Sitting down on a stone he pointed out another to his companion, as if placed for a conversation. It was time, for the ex-soldier’s knees were knocking together so that he fell rather than sat on the elevation.
“Now that we are comfortable for a chat,” went on the magician, “let us know what went on under the Royale Place arches. The meeting must have been interesting?”
“To tell the truth, count, I am so upset that I really believe you will get a clearer account by questioning me.”
“Be it so, I am easy going, and the shape of news little matters provided I get it. How many of you met at the arches?”
“Six, including myself.”
“I wonder if they were the persons I conjecture to be there?

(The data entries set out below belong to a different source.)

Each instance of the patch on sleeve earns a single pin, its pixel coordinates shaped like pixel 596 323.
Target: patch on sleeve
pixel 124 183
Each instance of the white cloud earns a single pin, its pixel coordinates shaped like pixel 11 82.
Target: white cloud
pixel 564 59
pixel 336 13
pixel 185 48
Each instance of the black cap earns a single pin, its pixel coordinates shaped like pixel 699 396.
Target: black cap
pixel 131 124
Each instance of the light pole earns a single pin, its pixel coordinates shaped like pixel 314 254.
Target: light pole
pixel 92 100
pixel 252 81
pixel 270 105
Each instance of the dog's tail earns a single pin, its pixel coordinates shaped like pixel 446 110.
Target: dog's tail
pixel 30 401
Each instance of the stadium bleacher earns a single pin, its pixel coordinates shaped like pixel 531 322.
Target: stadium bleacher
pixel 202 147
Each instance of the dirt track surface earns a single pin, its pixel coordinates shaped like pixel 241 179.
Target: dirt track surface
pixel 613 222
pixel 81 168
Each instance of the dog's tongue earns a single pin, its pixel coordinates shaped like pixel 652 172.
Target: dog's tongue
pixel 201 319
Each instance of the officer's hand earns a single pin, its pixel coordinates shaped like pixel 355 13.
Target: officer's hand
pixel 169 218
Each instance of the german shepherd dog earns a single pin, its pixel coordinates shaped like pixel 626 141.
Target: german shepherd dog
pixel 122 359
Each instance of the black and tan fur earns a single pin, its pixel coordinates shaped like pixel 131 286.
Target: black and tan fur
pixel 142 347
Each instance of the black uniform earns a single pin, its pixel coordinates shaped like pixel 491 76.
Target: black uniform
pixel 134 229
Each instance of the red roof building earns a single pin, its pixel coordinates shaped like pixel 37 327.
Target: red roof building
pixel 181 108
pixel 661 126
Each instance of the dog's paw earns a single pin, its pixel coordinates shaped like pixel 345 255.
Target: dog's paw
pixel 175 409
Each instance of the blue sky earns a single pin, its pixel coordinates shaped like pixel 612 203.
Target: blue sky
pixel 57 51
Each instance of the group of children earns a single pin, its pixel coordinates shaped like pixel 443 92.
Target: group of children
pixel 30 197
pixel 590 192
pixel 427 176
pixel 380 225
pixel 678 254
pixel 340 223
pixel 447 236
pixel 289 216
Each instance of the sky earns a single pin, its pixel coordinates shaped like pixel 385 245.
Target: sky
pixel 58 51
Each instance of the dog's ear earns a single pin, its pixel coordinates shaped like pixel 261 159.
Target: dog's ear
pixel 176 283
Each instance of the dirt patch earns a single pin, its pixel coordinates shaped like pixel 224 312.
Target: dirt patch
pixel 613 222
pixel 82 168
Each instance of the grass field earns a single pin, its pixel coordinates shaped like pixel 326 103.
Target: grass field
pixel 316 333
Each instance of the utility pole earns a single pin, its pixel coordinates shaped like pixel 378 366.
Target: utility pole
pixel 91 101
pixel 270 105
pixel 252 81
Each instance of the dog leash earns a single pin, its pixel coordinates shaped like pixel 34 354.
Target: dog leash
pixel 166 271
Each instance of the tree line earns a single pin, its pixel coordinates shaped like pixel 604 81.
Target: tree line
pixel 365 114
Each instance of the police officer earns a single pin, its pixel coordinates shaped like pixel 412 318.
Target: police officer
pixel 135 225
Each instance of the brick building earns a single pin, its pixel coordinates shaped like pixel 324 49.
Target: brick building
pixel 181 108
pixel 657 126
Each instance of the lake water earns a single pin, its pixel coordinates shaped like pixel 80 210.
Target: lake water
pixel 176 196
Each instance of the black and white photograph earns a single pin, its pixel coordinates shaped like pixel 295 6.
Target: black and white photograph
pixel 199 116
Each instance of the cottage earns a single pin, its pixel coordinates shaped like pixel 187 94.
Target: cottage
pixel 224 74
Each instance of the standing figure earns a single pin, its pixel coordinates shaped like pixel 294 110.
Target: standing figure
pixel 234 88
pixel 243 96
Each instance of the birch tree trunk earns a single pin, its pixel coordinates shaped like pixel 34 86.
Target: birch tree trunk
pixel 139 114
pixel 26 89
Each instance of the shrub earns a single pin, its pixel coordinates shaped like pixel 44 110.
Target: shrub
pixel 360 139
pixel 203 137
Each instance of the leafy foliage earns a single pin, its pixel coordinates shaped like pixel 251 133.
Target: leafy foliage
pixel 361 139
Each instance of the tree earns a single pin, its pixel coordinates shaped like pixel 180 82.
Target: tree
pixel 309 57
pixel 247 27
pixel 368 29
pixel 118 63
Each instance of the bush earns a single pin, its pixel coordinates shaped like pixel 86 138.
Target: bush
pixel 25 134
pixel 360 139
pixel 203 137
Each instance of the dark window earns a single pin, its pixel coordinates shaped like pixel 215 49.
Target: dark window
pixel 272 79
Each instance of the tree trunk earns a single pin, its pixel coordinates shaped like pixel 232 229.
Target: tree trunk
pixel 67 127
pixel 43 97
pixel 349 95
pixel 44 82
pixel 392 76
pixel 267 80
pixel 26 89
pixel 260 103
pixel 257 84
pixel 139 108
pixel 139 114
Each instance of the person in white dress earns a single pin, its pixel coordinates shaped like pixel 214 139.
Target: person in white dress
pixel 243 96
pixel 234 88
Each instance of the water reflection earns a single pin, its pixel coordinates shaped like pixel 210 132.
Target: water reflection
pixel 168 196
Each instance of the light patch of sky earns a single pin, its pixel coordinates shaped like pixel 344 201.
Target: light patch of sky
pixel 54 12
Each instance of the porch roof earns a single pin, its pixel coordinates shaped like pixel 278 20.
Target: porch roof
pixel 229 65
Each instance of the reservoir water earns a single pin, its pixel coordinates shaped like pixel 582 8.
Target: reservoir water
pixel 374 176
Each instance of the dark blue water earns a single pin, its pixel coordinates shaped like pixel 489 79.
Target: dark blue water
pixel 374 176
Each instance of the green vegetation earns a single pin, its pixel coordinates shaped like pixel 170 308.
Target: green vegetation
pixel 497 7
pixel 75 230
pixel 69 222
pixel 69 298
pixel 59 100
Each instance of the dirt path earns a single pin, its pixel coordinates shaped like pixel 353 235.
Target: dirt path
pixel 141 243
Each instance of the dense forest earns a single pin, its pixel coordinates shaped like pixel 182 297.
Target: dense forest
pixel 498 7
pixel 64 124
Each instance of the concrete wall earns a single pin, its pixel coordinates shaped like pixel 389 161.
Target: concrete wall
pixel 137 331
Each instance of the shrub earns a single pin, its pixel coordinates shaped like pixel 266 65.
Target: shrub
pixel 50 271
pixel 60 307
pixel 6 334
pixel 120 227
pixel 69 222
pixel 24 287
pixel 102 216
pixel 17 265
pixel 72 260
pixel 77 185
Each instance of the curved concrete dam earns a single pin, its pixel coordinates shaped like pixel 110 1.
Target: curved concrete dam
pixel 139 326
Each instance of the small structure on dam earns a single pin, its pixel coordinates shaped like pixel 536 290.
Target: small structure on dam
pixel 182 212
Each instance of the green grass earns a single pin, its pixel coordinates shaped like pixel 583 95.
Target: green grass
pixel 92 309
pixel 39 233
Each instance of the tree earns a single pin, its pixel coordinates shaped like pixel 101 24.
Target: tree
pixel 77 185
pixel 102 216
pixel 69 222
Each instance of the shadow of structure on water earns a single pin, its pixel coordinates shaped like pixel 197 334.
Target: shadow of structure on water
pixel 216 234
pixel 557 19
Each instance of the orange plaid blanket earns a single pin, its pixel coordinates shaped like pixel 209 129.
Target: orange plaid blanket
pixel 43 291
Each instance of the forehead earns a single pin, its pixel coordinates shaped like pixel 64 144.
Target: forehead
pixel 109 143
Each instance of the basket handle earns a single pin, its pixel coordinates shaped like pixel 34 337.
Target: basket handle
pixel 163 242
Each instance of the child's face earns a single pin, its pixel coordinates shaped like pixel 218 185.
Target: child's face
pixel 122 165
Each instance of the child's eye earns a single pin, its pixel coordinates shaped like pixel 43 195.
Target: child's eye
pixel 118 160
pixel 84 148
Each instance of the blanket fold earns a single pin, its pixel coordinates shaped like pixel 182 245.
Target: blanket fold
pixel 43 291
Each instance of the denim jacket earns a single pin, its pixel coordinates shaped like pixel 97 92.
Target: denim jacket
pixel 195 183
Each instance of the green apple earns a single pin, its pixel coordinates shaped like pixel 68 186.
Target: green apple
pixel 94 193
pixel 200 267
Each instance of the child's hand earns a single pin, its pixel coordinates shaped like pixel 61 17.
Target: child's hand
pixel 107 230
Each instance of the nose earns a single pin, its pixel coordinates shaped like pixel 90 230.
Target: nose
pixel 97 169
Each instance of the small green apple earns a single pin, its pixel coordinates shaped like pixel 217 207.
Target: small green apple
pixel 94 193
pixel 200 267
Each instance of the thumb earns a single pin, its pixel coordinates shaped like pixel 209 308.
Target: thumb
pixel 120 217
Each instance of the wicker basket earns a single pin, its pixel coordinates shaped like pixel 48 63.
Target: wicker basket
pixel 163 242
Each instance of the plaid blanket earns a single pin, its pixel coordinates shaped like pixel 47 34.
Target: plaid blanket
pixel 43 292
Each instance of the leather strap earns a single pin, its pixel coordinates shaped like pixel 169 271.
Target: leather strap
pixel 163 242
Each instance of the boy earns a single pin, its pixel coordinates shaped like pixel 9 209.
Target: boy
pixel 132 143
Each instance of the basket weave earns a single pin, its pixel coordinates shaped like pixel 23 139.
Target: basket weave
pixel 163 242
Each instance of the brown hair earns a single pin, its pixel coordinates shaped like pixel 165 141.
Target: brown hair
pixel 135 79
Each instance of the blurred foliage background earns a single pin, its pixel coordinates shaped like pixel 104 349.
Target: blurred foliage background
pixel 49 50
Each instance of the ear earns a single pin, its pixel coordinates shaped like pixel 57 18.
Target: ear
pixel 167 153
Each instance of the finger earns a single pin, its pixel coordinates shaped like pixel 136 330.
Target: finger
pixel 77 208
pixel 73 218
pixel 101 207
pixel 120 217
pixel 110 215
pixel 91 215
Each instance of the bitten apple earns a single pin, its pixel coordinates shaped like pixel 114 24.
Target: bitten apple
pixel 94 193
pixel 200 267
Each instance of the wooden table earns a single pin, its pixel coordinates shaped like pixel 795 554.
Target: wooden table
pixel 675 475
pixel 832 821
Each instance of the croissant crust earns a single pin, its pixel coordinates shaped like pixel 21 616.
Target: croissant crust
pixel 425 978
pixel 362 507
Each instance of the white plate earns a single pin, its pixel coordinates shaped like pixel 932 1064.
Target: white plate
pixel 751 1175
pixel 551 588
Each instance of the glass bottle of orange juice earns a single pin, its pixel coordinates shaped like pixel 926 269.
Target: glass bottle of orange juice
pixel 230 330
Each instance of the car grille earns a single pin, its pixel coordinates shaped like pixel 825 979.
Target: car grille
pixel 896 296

Primo, you, no doubt.”
Beausire groaned as though he wished there could be doubt on that head.
“You do me much honor in commencing by me, for there were very great grandees compared with me.”
“My dear boy, I follow the Gospel: ‘The first shall be last.’ If the first are to be last, why, the last will naturally lead. So I begin with you, according to Scripture. Then there would be your comrade Tourcaty, an old recruiting officer who is charged to raise the Brabant Legion?”
“Yes, we had Tourcaty.”
“Then, there would be that sound royalist Marquie, once sergeant in the French Guards, now sub-lieutenant in a regiment of the centre line. Favras, of course? the Masked Man? Any particulars to furnish about the Masked Man?”
The traitor looked at the inquirer so fixedly that his eyes seemed to kindle in the dark.
“Why, is it not – “ but he stopped as if fearing to commit a sacrilege if he went farther.
“What’s this? have you a knot in your tongue? Take care of being tongue-tied. Knots in the tongue lead to knots round the neck, and as they are slip ones, they are the worst kind.”
“Well, is it not the King’s b-b-brother?” stammered the other.
“Nonsense, my dear Beausire, it is conceivable that Favras, who wants it believed that he clasps hands with a royal prince in the plot, should give out that the Mask hides the King’s brother, Provence, but you and your mate, Tourcaty, recruiting-sergeants, are men used to measure men by their height in inches and lines, and it is not likely you would be cheated that way.”
“No, it is not likely,” agreed the soldier.
“The King’s brother is five feet three and seven lines,” pursued the magician, “while the Masked Man is nearly five feet six.”